Ini adalah jahe paling populer di pasar internasional. Itu besar dan berlemak dan rasanya tidak terlalu pedas. Daging rimpang berwarna kuning sampai putih. 

Jahe kuning

Jahe banyak digunakan sebagai bumbu kuliner, terutama untuk konsumsi lokal. Rasa dan aromanya cukup pekat. Rimpang berukuran sedang dengan warna kuning.

Jahe merah

Jahe jenis ini memiliki kandungan minyak atsiri yang tinggi dan rasa yang sangat pedas sehingga cocok digunakan sebagai bahan dasar produk farmasi dan herbal. Ia juga digunakan sebagai pengawet alami dalam industri makanan karena kandungannya memiliki aktivitas antibakteri terhadap bakteri patogen dan pembusukan makanan. Ukuran rimpangnya paling kecil, kulitnya berwarna merah, seratnya lebih besar dibandingkan jahe pada umumnya. 

Produk olahan jahe

Di masyarakat Barat, ginger ale merupakan produk yang populer.
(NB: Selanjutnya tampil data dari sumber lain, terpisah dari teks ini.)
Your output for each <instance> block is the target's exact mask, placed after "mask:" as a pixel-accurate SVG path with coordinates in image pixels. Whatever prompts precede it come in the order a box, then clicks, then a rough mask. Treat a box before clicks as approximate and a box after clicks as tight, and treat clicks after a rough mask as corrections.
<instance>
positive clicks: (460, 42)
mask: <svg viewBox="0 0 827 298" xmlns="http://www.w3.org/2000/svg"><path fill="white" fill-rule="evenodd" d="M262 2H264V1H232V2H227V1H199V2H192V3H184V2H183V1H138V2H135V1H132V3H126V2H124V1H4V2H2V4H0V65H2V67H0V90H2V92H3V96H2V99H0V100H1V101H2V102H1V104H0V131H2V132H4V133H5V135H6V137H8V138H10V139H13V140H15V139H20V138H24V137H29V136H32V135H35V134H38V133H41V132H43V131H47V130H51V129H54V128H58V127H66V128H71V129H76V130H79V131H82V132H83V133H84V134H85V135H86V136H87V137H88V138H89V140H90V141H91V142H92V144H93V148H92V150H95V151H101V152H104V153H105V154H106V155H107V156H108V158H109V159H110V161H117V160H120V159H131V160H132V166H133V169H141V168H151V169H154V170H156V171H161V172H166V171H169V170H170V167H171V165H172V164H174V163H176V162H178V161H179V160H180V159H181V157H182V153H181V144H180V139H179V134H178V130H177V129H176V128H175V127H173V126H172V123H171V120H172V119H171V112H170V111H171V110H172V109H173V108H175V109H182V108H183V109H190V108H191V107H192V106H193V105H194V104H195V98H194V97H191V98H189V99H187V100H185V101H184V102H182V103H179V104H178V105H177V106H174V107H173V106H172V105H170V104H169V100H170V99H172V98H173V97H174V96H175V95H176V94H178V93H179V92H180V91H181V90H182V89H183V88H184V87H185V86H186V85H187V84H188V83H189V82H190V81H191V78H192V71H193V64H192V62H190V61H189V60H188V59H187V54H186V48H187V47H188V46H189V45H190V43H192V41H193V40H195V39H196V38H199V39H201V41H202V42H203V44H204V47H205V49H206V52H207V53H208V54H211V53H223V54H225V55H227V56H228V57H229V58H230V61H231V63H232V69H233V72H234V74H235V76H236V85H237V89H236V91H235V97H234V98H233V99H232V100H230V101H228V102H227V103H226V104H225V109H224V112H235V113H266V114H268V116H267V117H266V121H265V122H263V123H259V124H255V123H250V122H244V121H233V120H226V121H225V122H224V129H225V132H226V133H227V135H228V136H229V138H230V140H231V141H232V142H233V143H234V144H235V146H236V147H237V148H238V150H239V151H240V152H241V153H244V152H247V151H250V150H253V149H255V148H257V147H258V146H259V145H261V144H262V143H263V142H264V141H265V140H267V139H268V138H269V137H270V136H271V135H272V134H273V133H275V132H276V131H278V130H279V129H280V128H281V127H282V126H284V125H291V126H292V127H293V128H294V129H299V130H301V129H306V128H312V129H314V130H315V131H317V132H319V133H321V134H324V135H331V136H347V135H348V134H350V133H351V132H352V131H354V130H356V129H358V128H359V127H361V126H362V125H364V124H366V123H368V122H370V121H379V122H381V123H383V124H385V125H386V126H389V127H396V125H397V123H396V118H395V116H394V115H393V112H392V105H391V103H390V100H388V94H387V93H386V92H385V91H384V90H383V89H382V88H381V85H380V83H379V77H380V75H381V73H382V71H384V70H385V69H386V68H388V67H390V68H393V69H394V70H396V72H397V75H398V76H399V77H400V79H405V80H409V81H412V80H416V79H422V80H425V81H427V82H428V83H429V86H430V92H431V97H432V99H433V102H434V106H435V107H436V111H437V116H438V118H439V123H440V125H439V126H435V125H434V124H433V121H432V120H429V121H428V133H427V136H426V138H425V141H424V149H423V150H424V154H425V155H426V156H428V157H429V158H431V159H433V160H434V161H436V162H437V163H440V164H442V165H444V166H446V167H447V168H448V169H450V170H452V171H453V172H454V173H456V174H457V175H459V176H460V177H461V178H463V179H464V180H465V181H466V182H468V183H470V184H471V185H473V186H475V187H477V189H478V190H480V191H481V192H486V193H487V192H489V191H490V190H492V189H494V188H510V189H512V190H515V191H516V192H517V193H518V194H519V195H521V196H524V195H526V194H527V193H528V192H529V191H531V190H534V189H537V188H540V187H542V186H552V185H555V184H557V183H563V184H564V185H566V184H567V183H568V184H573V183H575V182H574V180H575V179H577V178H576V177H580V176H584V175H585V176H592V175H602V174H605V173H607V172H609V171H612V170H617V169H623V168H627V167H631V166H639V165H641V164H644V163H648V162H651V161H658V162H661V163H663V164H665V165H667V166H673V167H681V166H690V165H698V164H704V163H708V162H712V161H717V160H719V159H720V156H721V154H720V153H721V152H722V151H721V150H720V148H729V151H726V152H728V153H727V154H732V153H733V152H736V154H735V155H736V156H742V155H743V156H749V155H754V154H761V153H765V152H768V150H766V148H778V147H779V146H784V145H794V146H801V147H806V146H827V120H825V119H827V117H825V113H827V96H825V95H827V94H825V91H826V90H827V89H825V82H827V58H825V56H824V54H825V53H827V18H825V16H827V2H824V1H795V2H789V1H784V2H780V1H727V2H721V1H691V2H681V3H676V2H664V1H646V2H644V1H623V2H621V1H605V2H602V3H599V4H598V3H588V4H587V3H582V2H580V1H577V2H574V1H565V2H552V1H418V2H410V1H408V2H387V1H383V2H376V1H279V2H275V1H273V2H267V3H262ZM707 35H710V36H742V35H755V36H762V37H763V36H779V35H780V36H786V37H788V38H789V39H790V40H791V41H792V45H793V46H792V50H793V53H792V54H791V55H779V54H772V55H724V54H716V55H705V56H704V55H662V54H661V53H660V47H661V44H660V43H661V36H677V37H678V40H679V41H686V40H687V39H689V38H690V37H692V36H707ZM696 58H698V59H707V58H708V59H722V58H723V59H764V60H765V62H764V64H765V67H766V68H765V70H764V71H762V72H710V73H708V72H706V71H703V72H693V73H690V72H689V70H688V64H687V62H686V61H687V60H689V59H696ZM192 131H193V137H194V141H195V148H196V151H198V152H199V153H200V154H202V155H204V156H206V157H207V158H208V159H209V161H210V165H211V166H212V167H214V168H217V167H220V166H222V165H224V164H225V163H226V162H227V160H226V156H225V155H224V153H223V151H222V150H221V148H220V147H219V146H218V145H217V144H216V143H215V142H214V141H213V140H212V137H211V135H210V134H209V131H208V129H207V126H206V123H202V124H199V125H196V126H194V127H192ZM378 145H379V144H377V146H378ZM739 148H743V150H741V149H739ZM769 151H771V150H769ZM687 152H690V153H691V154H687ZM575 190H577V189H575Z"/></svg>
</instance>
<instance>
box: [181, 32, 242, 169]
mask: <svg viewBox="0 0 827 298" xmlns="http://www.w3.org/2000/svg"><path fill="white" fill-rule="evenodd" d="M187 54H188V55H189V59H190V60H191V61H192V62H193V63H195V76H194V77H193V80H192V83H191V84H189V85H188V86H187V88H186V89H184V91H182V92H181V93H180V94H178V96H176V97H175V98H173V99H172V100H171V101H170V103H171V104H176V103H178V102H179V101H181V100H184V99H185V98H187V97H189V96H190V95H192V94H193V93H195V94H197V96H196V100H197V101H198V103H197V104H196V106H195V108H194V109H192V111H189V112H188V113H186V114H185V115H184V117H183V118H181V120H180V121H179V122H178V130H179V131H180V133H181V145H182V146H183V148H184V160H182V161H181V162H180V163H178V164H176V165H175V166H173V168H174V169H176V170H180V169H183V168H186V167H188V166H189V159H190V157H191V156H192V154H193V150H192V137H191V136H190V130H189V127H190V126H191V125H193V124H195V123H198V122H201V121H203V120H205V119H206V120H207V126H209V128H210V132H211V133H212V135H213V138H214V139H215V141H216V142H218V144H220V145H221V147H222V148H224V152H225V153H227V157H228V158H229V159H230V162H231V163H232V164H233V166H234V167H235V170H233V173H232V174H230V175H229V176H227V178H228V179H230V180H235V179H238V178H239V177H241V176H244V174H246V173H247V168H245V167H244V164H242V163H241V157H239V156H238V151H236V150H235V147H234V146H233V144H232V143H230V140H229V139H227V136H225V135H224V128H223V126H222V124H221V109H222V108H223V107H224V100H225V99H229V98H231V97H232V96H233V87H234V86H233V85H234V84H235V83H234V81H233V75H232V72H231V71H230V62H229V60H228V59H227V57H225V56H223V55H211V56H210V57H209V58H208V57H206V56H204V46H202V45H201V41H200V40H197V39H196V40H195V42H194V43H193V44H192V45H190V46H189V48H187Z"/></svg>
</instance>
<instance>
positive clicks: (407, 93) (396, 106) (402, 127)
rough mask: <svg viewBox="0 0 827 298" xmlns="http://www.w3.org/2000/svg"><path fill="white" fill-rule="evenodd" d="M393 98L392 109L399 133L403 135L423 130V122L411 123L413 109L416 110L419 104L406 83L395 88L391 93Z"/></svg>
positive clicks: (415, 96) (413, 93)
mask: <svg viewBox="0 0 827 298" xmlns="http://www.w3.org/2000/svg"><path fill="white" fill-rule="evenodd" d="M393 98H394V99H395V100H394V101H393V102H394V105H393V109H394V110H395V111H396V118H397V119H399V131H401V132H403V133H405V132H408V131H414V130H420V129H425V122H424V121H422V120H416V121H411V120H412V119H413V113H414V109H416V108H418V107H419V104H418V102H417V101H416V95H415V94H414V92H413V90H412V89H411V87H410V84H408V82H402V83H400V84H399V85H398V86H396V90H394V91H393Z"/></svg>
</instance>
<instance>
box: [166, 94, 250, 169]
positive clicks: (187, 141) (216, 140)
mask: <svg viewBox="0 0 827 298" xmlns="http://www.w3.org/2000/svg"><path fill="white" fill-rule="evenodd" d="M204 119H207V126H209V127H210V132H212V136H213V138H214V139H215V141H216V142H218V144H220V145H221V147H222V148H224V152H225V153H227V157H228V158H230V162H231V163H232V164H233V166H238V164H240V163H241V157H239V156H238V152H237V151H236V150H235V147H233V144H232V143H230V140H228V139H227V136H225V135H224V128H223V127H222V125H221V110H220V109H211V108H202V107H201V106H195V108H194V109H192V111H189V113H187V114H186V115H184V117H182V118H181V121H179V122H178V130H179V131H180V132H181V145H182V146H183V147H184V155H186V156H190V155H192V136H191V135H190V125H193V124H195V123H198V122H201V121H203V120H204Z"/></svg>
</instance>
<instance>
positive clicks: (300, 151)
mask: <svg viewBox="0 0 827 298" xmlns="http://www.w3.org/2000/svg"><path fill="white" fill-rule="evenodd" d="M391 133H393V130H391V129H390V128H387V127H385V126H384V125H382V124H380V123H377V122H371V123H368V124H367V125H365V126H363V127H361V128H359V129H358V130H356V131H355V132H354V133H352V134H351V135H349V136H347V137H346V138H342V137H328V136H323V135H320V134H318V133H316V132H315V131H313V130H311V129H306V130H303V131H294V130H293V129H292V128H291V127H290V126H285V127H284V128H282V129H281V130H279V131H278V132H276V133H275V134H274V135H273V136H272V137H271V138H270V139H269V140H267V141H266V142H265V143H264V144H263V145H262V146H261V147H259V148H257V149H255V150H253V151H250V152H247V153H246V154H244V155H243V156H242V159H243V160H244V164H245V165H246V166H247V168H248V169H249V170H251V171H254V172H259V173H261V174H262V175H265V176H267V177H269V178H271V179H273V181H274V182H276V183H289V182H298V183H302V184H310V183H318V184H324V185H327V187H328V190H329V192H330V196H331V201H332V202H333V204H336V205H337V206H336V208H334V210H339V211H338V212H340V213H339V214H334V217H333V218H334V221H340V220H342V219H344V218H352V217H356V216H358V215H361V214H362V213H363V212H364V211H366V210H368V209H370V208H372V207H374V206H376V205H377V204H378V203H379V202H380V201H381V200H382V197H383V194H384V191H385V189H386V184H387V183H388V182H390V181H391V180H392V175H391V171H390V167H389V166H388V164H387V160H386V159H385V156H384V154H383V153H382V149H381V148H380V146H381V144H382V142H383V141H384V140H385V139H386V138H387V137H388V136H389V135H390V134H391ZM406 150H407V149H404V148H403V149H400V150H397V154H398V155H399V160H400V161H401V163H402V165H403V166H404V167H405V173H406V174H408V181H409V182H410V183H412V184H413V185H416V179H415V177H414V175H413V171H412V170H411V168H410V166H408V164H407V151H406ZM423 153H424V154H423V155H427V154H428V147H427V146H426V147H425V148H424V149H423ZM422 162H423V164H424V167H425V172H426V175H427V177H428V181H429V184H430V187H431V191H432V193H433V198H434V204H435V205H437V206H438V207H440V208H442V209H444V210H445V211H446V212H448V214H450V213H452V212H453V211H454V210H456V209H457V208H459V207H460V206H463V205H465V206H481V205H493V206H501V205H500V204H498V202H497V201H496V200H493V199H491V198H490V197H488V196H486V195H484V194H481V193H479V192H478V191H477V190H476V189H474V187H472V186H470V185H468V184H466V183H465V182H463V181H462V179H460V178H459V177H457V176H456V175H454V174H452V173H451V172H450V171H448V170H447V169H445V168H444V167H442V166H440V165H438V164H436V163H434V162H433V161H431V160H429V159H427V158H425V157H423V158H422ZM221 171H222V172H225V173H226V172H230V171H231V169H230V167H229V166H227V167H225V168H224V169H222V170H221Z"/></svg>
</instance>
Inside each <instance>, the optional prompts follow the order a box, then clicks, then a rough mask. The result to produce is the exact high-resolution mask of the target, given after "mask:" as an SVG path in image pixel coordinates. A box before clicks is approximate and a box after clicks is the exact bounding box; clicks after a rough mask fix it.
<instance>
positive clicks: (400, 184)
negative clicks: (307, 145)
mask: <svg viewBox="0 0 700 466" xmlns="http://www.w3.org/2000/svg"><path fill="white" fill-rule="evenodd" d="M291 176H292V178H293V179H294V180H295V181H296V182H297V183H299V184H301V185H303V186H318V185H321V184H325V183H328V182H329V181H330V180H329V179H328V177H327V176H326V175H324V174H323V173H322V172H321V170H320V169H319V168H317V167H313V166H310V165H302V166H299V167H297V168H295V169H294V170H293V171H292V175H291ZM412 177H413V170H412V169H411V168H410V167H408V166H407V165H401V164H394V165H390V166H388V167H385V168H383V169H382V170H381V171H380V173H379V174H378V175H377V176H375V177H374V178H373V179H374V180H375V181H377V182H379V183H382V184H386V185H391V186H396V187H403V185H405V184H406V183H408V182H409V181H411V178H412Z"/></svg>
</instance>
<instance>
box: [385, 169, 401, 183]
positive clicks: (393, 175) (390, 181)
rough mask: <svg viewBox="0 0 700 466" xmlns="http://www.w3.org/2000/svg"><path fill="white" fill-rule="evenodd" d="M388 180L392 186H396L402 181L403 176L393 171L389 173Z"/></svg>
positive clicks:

Sedangkan Jepang dan China sangat menghargai acar jahe. Orang Cina, Eropa, dan Jepang menyukai sirup jahe.

Di Indonesia, sekoteng, bandrek, dan wedang jahe merupakan minuman yang digemari karena mampu memberikan rasa hangat di malam hari, terutama di daerah pegunungan. dalam proses

Rimpang jahe, apalagi yang dipanen pada usia muda, tidak tahan lama jika disimpan. Untuk itu perlu diolah secepatnya agar tetap layak untuk dikonsumsi. Untuk memperoleh rimpang jahe yang berkualitas, maka jahe dipanen pada umur yang tidak terlalu muda dan tidak terlalu tua.

Jahe segar

Selain dipasarkan dalam bentuk olahan jahe juga dipasarkan dalam bentuk jahe segar yaitu setelah dipanen jahe dibersihkan dan dijual di pasaran. Yaitu sepotong jahe kering yang dipotong tipis-tipis (digebing). Jenis ini sangat dihargai di pasar tradisional. jahe yang diawetkan

Ini merupakan hasil pengolahan tradisional jahe segar. Yang paling banyak beredar di pasaran adalah jahe berwarna, acar, acar, sirup, dan jahe instan. Konsumen di Asia dan Australia menikmati berbagai jenis olahan jahe.

Jahe bubuk

Jahe merupakan hasil pengolahan lebih lanjut dengan menggunakan teknologi industri, jahe dikeringkan kemudian digiling hingga kehalusan butiran bubuk yang ditentukan. Bubuk jahe dibutuhkan untuk keperluan farmasi, minuman, alkohol dan jamu. Jahe kering biasanya digunakan sebagai bahan baku. 

Oleoresin jahe

Ini merupakan hasil pengolahan lebih lanjut dari tepung jahe. Warnanya coklat dengan kandungan minyak atsiri 15 sampai 35%. Mengandung komponen bioaktif berupa senyawa fenolik yang dapat berperan sebagai antioksidan yaitu gingerol, shogaol dan zingerone. Ketiganya berkhasiat mencegah penyakit degeneratif, seperti kanker dan penyumbatan pembuluh darah.